Note

This is a Hugging Face dataset. Learn how to load datasets from the Hub in the Hugging Face integration docs.

Hugging Face

Dataset Card for ScreenSpot-V2#

image/png

This is a FiftyOne dataset with 1272 samples.

Installation#

If you haven’t already, install FiftyOne:

pip install -U fiftyone

Usage#

import fiftyone as fo
from fiftyone.utils.huggingface import load_from_hub

# Load the dataset
# Note: other available arguments include 'max_samples', etc
dataset = load_from_hub("Voxel51/ScreenSpot-v2")

# Launch the App
session = fo.launch_app(dataset)

Dataset Details#

Dataset Source#

Uses#

Direct Use#

ScreenSpot-V2 is designed for evaluating single-step GUI grounding capabilities across multiple platforms (mobile, desktop, and web). It serves as a benchmark for assessing how well models can locate GUI elements based on natural language instructions.

Dataset Structure#

The dataset is organized by platform type:

  • Web domain: 436 questions

  • Desktop domain: 334 questions

  • Mobile domain: 502 questions

Each question requires identifying either text elements or icon/widget elements based on natural language instructions. The dataset includes screenshots and corresponding ground truth coordinates or bounding boxes for the target elements.

FiftyOne Dataset Structure#

Basic Info: 1,581 desktop application screenshots with interaction annotations

Core Fields:

  • instruction: StringField - Natural language task description

  • data_source: EmbeddedDocumentField(Classification) - Operating system (e.g., “macos”)

  • action_detection: EmbeddedDocumentField(Detection) - Target interaction element:

    • label: Element type (e.g., “text”, “icon”)

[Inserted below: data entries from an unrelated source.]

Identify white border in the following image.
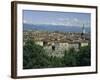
[17,4,96,76]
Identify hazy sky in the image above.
[23,10,91,27]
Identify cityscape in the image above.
[23,11,91,69]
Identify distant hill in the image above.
[23,23,90,32]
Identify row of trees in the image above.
[23,40,91,69]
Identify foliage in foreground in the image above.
[23,40,91,69]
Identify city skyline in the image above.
[23,10,91,27]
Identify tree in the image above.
[77,45,91,66]
[23,40,50,69]
[64,48,77,67]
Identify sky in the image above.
[23,10,91,27]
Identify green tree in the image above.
[63,48,77,67]
[77,45,91,66]
[23,40,50,69]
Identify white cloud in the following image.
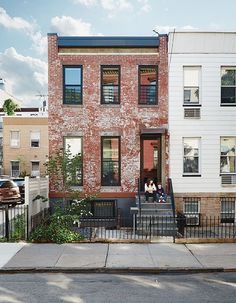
[138,0,151,13]
[0,7,47,55]
[0,47,47,106]
[51,16,92,36]
[0,7,31,30]
[73,0,97,6]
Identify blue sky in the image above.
[0,0,236,106]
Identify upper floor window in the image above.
[30,131,40,147]
[64,137,83,186]
[139,65,158,105]
[11,161,20,177]
[102,137,120,186]
[10,131,20,148]
[221,67,236,105]
[101,66,120,104]
[184,66,201,105]
[63,66,82,105]
[31,161,40,177]
[220,137,236,173]
[183,138,200,175]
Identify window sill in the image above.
[62,103,83,108]
[220,103,236,107]
[138,104,159,108]
[183,104,202,107]
[182,174,202,177]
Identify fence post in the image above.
[5,204,10,242]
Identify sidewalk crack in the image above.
[184,244,204,268]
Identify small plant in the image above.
[3,99,19,116]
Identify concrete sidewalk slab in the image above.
[55,244,108,268]
[187,243,236,269]
[148,243,203,268]
[106,244,155,268]
[0,243,26,268]
[4,244,64,268]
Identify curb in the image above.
[0,267,236,274]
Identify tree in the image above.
[3,99,19,116]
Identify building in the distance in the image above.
[168,32,236,222]
[2,116,48,177]
[48,34,169,211]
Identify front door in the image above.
[140,135,161,190]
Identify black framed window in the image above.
[101,137,120,186]
[221,67,236,106]
[64,137,83,186]
[139,65,158,105]
[184,66,201,105]
[220,137,236,174]
[101,65,120,104]
[183,138,200,175]
[63,66,82,105]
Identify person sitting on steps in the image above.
[157,184,167,202]
[145,180,157,202]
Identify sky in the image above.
[0,0,236,106]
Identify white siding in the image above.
[169,33,236,193]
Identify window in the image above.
[221,198,236,223]
[30,131,40,147]
[11,161,20,177]
[184,198,200,225]
[102,137,120,186]
[31,161,40,177]
[221,67,236,105]
[63,66,82,104]
[220,137,236,173]
[64,137,83,186]
[101,66,120,104]
[10,131,20,148]
[184,66,201,105]
[139,65,158,105]
[183,138,200,175]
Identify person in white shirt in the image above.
[144,180,157,202]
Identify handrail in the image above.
[138,178,141,215]
[168,178,175,218]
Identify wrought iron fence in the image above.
[0,205,29,241]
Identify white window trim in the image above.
[30,160,40,177]
[10,129,21,148]
[182,65,202,107]
[30,130,41,149]
[182,137,202,177]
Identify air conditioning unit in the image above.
[184,108,200,119]
[185,214,200,226]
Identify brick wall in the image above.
[48,35,169,194]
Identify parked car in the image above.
[11,178,25,204]
[0,179,22,206]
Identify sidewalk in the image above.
[0,243,236,273]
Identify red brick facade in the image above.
[48,34,169,197]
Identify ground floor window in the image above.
[101,137,120,186]
[11,161,20,177]
[220,198,236,223]
[184,197,200,225]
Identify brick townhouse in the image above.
[48,34,169,212]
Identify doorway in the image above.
[140,135,162,191]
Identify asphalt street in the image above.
[0,273,236,303]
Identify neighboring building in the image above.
[3,116,48,177]
[48,34,169,211]
[168,32,236,222]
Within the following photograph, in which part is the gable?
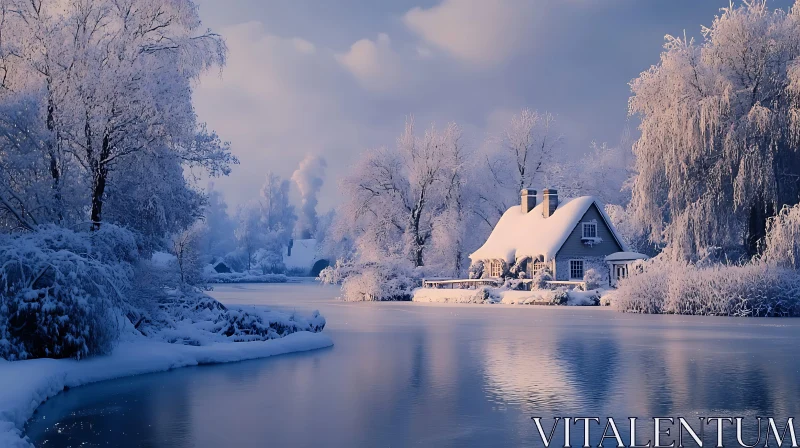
[556,203,624,259]
[470,196,610,263]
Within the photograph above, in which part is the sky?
[195,0,791,211]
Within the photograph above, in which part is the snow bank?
[204,268,287,283]
[412,287,602,306]
[0,332,333,448]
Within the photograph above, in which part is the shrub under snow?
[609,260,800,316]
[319,260,420,302]
[0,225,136,360]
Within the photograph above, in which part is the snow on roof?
[470,196,624,263]
[606,252,650,261]
[283,239,317,269]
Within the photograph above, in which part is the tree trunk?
[91,134,111,230]
[47,93,64,223]
[745,200,775,258]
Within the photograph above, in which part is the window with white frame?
[583,222,597,238]
[569,260,583,280]
[489,260,503,278]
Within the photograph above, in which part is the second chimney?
[520,188,536,215]
[542,188,558,218]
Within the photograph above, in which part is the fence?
[422,278,586,291]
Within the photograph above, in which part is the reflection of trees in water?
[555,331,620,412]
[30,369,198,448]
[482,330,582,413]
[481,316,800,426]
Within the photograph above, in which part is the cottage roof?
[470,196,625,263]
[606,252,650,261]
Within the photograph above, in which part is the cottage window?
[489,260,503,278]
[569,260,583,280]
[528,260,545,278]
[583,222,597,238]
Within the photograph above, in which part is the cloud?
[194,22,394,213]
[336,33,403,90]
[403,0,538,67]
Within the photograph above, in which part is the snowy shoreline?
[411,287,603,306]
[0,331,333,448]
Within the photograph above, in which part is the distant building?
[470,189,645,285]
[283,238,330,277]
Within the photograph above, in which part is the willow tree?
[0,0,236,229]
[629,1,800,259]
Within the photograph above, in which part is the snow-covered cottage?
[470,189,627,281]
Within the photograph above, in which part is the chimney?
[542,188,558,218]
[520,188,536,215]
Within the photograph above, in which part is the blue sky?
[195,0,792,209]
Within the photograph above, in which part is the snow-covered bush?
[553,289,569,305]
[610,260,800,316]
[136,287,325,345]
[583,268,605,291]
[469,260,484,279]
[205,271,288,283]
[0,225,136,359]
[338,260,420,302]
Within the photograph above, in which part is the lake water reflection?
[27,284,800,447]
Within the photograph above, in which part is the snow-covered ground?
[412,287,603,306]
[0,331,333,448]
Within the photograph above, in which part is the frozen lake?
[27,283,800,448]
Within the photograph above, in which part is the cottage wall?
[555,204,622,280]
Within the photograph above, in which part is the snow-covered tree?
[630,1,800,259]
[763,204,800,269]
[172,221,208,285]
[203,183,236,257]
[339,120,464,267]
[0,0,235,229]
[474,109,563,229]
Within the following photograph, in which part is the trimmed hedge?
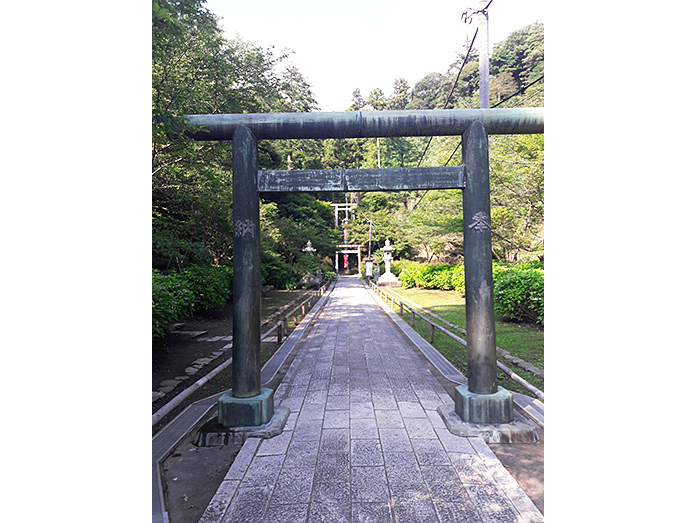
[399,263,465,292]
[399,262,545,325]
[494,267,545,325]
[152,265,232,338]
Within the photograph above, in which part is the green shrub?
[322,269,336,281]
[182,265,232,311]
[152,269,195,338]
[399,266,418,289]
[494,267,545,325]
[152,231,213,270]
[450,263,465,293]
[152,265,232,338]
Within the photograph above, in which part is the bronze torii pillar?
[218,125,273,427]
[454,121,513,424]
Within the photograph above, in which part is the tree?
[387,78,412,111]
[407,73,450,109]
[489,22,544,89]
[489,71,516,102]
[347,87,366,111]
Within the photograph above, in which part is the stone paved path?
[201,278,543,523]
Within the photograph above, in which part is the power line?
[416,27,482,167]
[409,73,545,214]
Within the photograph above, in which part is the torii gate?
[187,108,544,427]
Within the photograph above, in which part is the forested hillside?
[152,0,544,298]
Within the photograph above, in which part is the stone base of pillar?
[454,385,513,424]
[218,387,273,428]
[437,405,540,443]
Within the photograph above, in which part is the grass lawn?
[391,288,544,397]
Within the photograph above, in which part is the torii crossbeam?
[187,108,544,427]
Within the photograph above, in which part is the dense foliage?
[399,262,545,325]
[152,265,232,337]
[152,0,544,333]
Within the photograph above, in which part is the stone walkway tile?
[425,409,447,434]
[240,455,285,488]
[325,394,349,410]
[375,410,404,429]
[284,437,319,469]
[323,410,349,429]
[435,427,478,454]
[421,465,469,503]
[411,439,450,466]
[199,480,240,523]
[269,467,312,505]
[350,418,379,440]
[257,431,293,456]
[283,411,298,432]
[379,428,412,452]
[307,481,351,523]
[264,504,309,523]
[351,439,385,467]
[394,498,438,523]
[320,429,351,453]
[222,487,271,523]
[397,401,426,418]
[305,388,327,408]
[298,401,324,421]
[351,466,390,503]
[315,452,351,483]
[448,452,494,485]
[373,396,398,410]
[350,389,373,407]
[465,485,522,523]
[404,418,438,439]
[293,416,324,441]
[329,378,349,395]
[434,501,482,523]
[385,462,428,502]
[351,502,392,523]
[349,402,375,419]
[417,393,443,411]
[225,438,261,480]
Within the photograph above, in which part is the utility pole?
[479,0,491,109]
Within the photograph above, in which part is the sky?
[206,0,544,111]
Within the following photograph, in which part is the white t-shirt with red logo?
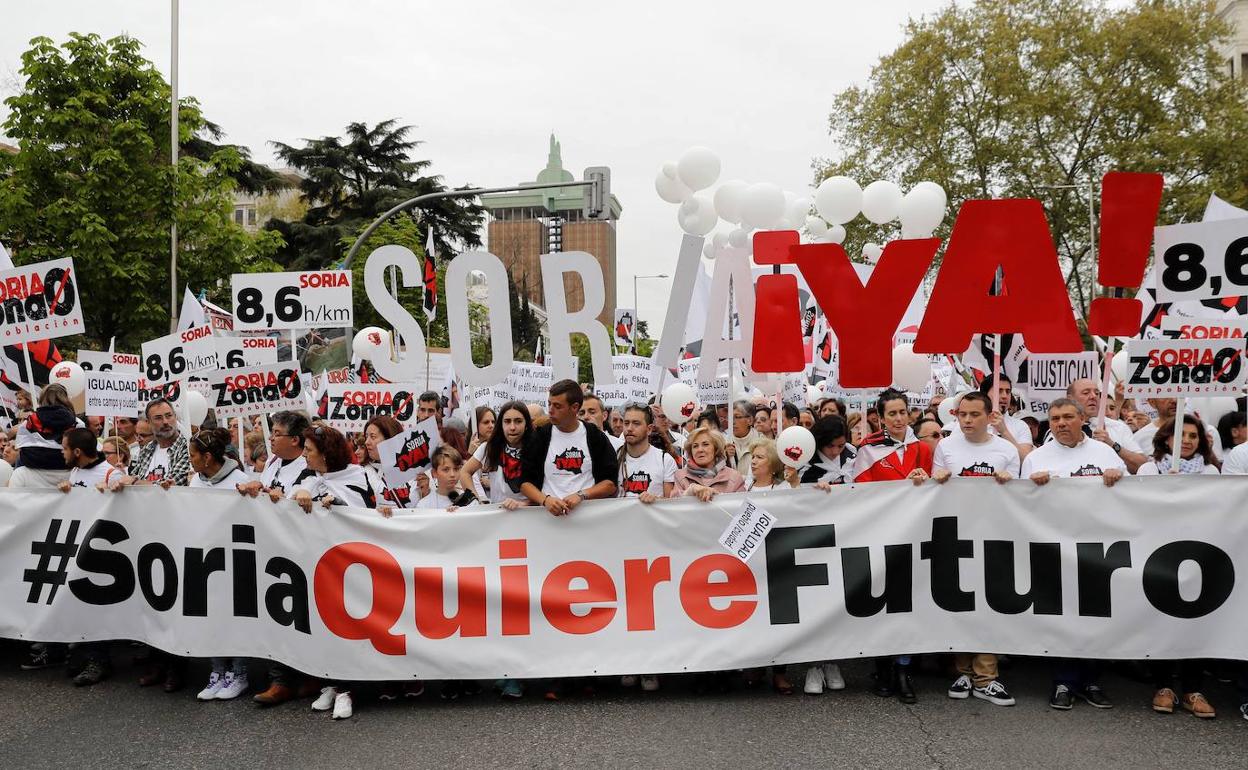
[1018,436,1127,478]
[932,431,1020,478]
[542,422,594,498]
[619,444,676,497]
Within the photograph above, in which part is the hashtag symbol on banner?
[21,519,79,604]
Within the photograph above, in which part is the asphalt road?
[0,646,1248,770]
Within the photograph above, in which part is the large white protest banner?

    • bounding_box: a list of relative bounding box coordinates in [0, 1] in the following format:[<top-left-x>, <top-left-y>, <width>, <height>]

Dataset Creation#

Curation Rationale#

ScreenSpot-V2 was created to address annotation errors found in the original ScreenSpot benchmark. The authors identified that approximately 11.32% of the samples contained various issues that could lead to biased evaluation results.

Source Data#

Data Collection and Processing#

The dataset was derived from the original ScreenSpot benchmark. The authors:

  1. Removed problematic questions and replaced them with new ones

  2. Revised instructions that were in referring expression grounding (REG) form and rewrote them as natural language instructions

  3. Corrected mislabeled ground truth bounding boxes

Who are the source data producers?#

The OS-ATLAS team, based on the original ScreenSpot benchmark by Cheng et al. (2024)

Annotations#

Annotation process#

The authors reviewed the original ScreenSpot dataset, identified problematic samples (approximately 11.32%), and made corrections while maintaining the same total number of questions.

Who are the annotators?#

The OS-ATLAS research team

Bias, Risks, and Limitations#

The dataset addresses several limitations of the original ScreenSpot benchmark, including:

  • Spelling mistakes in instructions

  • References to elements not present in screenshots

  • Ambiguous questions allowing multiple valid answers

  • High similarity between questions

  • Incorrectly labeled ground truth bounding boxes

Recommendations#

Users should consider that this dataset is specifically designed for evaluating GUI grounding performance across multiple platforms and may not cover all possible GUI interaction scenarios.

Citation#

BibTeX:#

@article{wu2024atlas,
        title={OS-ATLAS: A Foundation Action Model for Generalist GUI Agents},
        author={Wu, Zhiyong and Wu, Zhenyu and Xu, Fangzhi and Wang, Yian and Sun, Qiushi and Jia, Chengyou and Cheng, Kanzhi and Ding, Zichen and Chen, Liheng and Liang, Paul Pu and others},
        journal={arXiv preprint arXiv:2410.23218},
        year={2024}
      }

APA:#

Wu, Z., Wu, Z., Xu, F., Wang, Y., Sun, Q., Jia, C., Cheng, K., Ding, Z., Chen, L., Liang, P. P., & Qiao, Y. (2024). OS-ATLAS: A foundation action model for generalist GUI agents. arXiv preprint arXiv:2410.23218.